L’allenatore della Fiorentina si affaccia alla nuova stagione, che corrisponde alla sua prima esperienza europea, consapevole di dover imparare a gestire gli impegni distribuiti su tre competizioni. D’altronde, per credere in toto in un progetto che prevede un tecnico con poca esperienza, ci si deve prendere la responsabilità di crescere con lui e di lasciarlo operare, talvolta sbagliando. La Viola, infatti, segue il suo allenatore, che secondo comprensibili previsioni commette più di qualche errore. Un settembre ai limiti dell’accettabile e un ottobre in leggera ripresa (ma pur sempre traballante) sono la prova di una moltitudine di fattori che non hanno permesso un buon avvio, tra cui anche un po’ di imprecisione di Italiano nelle scelte.

Il tecnico viola cambia interpreti, cambia modo di giocare e di approcciare alle partite, cambia anche modulo, un qualcosa di estremamente inusuale da parte sua. Trovare il bandolo della matassa, specialmente quando si è stati costretti a ripartire da un collettivo quasi del tutto nuovo, non è un’operazione che si compie con uno schiocco di dita. Novembre, tuttavia, sembra essere il nuovo punto di partenza per un cammino diverso; per l’appunto, arriva la maxi-sosta per i Mondiali a interrompere un ottimo momento. E anno nuovo, vita nuova (purtroppo): le sensazioni positive durante il mese e mezzo di stop vengono infrante a gennaio, dove la Fiorentina raccoglie briciole e nulla più.

Fino a circa metà febbraio, l’unica ancora di salvataggio è la Coppa Italia, dove la squadra gigliata non sforna chissà quali prestazioni monstre, ma approda in semifinale e tiene accesa una fiammella di ambizione. Che in quel momento, però, è annebbiata da una potente negatività che circonda squadra e piazza. La Fiorentina non sa più vincere, è intrappolata in un buco nero, probabilmente dettato anche da qualche infortunio di troppo, ma pur sempre inammissibile. Una squadra persa, una classifica indecorosa, ma soprattutto un’apatia preoccupante. Anche da parte di Italiano stesso.

Serve una svolta emotiva, che arriva in Conference League. Lo 0-4 di Braga è un’oasi in mezzo al deserto, ma soprattutto è il giusto carburante per ingranare la marcia e regalarsi un marzo di fuoco. Saranno otto vittorie in nove partite e, attualmente, la Fiorentina è a sette successi consecutivi. Decisamente un’altra storia, così come per quanto riguarda l’allenatore. È un altro Italiano: quello che Firenze aspettava da quasi un anno, quello che durante le partite salta e corre nella sua area tecnica come se stesse giocando lui, quello che ha fame di successi.

Cosa emerge da questa storia e dall’indissolubile connessione Fiorentina-Italiano?

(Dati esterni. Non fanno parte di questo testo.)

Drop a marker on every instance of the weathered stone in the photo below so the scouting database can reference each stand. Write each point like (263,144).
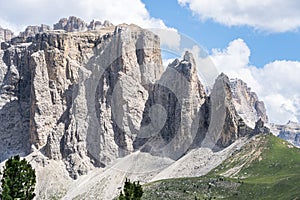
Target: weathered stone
(247,104)
(5,35)
(31,31)
(174,117)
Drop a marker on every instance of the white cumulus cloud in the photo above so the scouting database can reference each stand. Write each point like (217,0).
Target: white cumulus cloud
(277,83)
(267,15)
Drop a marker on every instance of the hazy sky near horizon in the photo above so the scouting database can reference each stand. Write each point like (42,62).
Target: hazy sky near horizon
(257,41)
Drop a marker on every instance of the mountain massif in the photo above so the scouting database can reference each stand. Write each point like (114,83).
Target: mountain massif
(86,97)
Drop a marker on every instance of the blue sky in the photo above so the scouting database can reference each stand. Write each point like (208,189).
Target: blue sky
(256,41)
(265,46)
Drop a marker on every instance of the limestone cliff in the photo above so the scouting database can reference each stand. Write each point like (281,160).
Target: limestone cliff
(5,34)
(246,103)
(72,94)
(88,94)
(175,113)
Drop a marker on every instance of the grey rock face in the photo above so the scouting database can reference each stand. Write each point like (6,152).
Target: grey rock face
(75,24)
(289,132)
(84,93)
(225,123)
(5,35)
(14,102)
(247,104)
(175,112)
(31,31)
(89,97)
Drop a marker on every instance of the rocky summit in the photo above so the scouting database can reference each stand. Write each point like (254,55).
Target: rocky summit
(88,95)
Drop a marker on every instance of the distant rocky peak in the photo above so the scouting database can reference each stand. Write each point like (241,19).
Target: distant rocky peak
(247,104)
(187,66)
(75,24)
(31,31)
(5,34)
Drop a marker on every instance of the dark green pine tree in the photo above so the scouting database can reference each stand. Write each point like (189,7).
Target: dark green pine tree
(18,180)
(132,191)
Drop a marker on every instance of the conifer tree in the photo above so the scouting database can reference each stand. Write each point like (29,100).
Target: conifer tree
(132,191)
(18,180)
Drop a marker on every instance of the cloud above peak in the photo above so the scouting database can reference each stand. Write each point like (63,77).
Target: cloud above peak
(268,15)
(276,83)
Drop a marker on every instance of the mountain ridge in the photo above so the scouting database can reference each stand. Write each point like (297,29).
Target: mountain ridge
(81,100)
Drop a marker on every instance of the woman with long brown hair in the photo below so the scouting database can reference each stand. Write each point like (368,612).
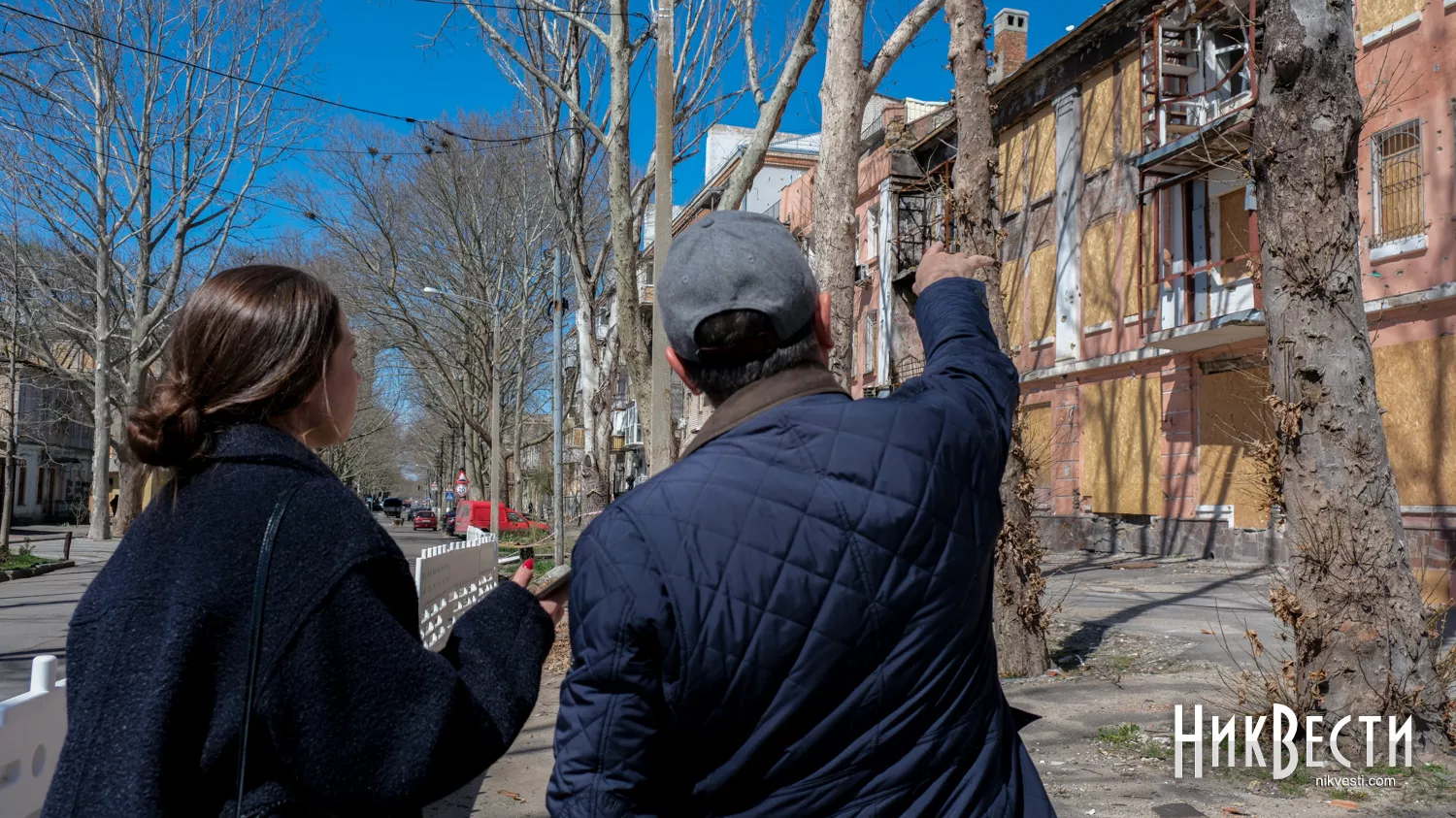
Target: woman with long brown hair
(252,646)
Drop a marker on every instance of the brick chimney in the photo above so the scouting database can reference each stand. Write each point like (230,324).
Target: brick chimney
(1009,41)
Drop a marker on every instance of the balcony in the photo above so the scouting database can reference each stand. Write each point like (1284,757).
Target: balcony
(1208,306)
(1197,83)
(631,428)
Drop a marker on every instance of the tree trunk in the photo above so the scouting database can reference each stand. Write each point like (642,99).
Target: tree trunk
(1019,620)
(619,194)
(836,185)
(771,113)
(1362,639)
(131,480)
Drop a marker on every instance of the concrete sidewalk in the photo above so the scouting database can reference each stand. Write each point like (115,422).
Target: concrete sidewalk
(37,611)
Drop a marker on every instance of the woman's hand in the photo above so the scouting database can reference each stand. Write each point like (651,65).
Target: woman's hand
(555,605)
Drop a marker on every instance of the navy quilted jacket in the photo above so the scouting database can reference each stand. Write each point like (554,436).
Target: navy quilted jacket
(797,617)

La stagione corrente si articola su tre punti principali: scelte tecniche, dove il mister ha vacillato per mesi per poi trovare la quadra, rosa a disposizione (non del tutto congeniale alle sue caratteristiche) e coinvolgimento emotivo. Un cammino di pari passo che dimostra, nel bene e nel male, la centralità dell’allenatore nel progetto dell’attuale Fiorentina. Che adesso ha ancora due coppe da giocarsi e nessuna intenzione di arrendersi. Firenze non vince da oltre vent’anni, Italiano non ha mai alzato un trofeo. Anche la scarsa abitudine alla frequente vittoria è un fattore in comune, nella speranza che lo sarà anche una coppa vinta nell’incredulità generale.